Samantha Barks came to worldwide attention as Eponine in the film of Les Miserables but has an extensive list of stage credits including Les Miz, Aladdin and City of Angels. The 26-year-old Isle of Man native can now be found in the intimate confines of the St James Theatre playing Cathy opposite Jonathan Bailey’s Jamie in The Last Five Years, the Jason Robert Brown song cycle first seen off-Broadway in 2002. Barks took time during rehearsals to talk about fulfilling a longstanding dream.
Is this a show you knew already?
Did I know it? [Laughs.] I’ve been obsessed with this show basically for years! When I first heard it, I thought, “God I’d love to play this part” [of Cathy.] That was my teenage dream: I could literally sing the entire score myself.
What was it like when you went to audition for Jason Robert Brown for this production?
When I met him, he asked me whether I was familiar with the show, and I basically had to be as cool as possible.
Why do you think you responded so intently to the piece all those years ago?
It was because the songs felt like contemporary pop music to me. I was 13 or something at the time, and it was one of the first musicals I’d heard to have that contemporary sound.
Weren’t you too young to know firsthand what Cathy was going through?
Yes, and what’s funny is I remember my heart aching without ever having had a relationship myself. I think I just thought, “Oh, men!” as you do when you’re a teenager. I was obviously on Cathy’s side.

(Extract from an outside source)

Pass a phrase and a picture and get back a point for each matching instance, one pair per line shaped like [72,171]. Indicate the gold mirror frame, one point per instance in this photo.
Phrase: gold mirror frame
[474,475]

Have your thoughts changed with time?
I guess what’s interesting as you get older is that you completely see both sides of [Jamie and Cathy’s] relationship. It seems clear to me that the intention is there for them to love one another, but life directs them apart. It’s all very complex.
What do you make of the structure of the show, which tells Cathy’s story in reverse?
It’s so intriguing to start in the place you would normally finish, but the beauty of Jason’s writing is in the simplicity of it. And it’s a weird thing, you know, when you have a breakup and you’ve got to get to grips with all the memories, and that’s kind of how her story works. We travel back to the place where she starts to crumble.
Does that mean you and [co-star] Jonathan Bailey are in different emotional places at different times?
What we've noticed is because Cathy’s story ends at a more hopeful beginning, I step out of rehearsals every day with a spring in my step whereas Johnny, as Jamie [whose story moves forwards], comes in first thing all springy and happy and by the end, he’s in bits!
What’s it like starting the show with a song as mournful as “Still Hurting”?
Every beat of that song is linked so deeply to the emotion that you just have to ride it. But it’s written so beautifully that it’s not hard to go to the places [the song] asks you to go.
How did it feel to be starting in on this just as you were turning 26?
I just think of it as such a great birthday gift! It’s like, what would my 13 or 14-year-old self think if she knew that on my 26th birthday, I would be rehearsing with Jason Robert Brown? She wouldn’t believe me. It was as if that girl then was saying, “Oh God, I want to talk about the show all the time,” whereas I look at her and think, “but you hadn’t had a relationship!”
Was it hard to arrive at the evenhandedness you now feel towards the characters?
Well, I’m a woman, obviously, so you think that’s going to determine your point of view. But what I’ve come to discover about the show is that we’re not just one character or the other: it’s not just a generalized man or woman. These are complex, sensitive people who have contrasting egos the way everyone has. I’m sure most people feel at times as if they have been Cathy or Jamie.
Does it feel like a competition, or, at least, a relay race?
What’s interesting once you get into the flow of it is that it really isn’t “my song/your song.” It feels more like passing the baton as part of one big monologue, and I have to say the time flies by so quickly.
How does it feel playing an American—or at least this American?
That’s interesting because I’ve not done a New York accent, though heaven knows I do love that place. There’s such energy about it, and a buzz. Everyone’s always in such a rush.
Do you recognize yourself in Cathy, who after all is also an actress?
I do. I mean, I moved away from the Isle of Man to London myself so very much empathize with her moving to the big city to fulfill her dream. What happens then is that she finds herself alongside Jamie as these two very ambitious people in a place that is very right for him and not so right for her.
What has been the impact of the recent Anna Kendrick/Jeremy Jordan film?
The thing with the movie is that they brought it up to now whereas we’re doing the original script, which is set in 1993. But hopefully the film allows the show to reach another audience—I always think without films of some of these musicals, so many people wouldn’t know the shows at all.
But doesn’t the movie make a snarky reference to Russell Crowe, your co-star in the Les Miz film?
Yes, but we don’t have that in our show. We’re sticking with Linda Blair.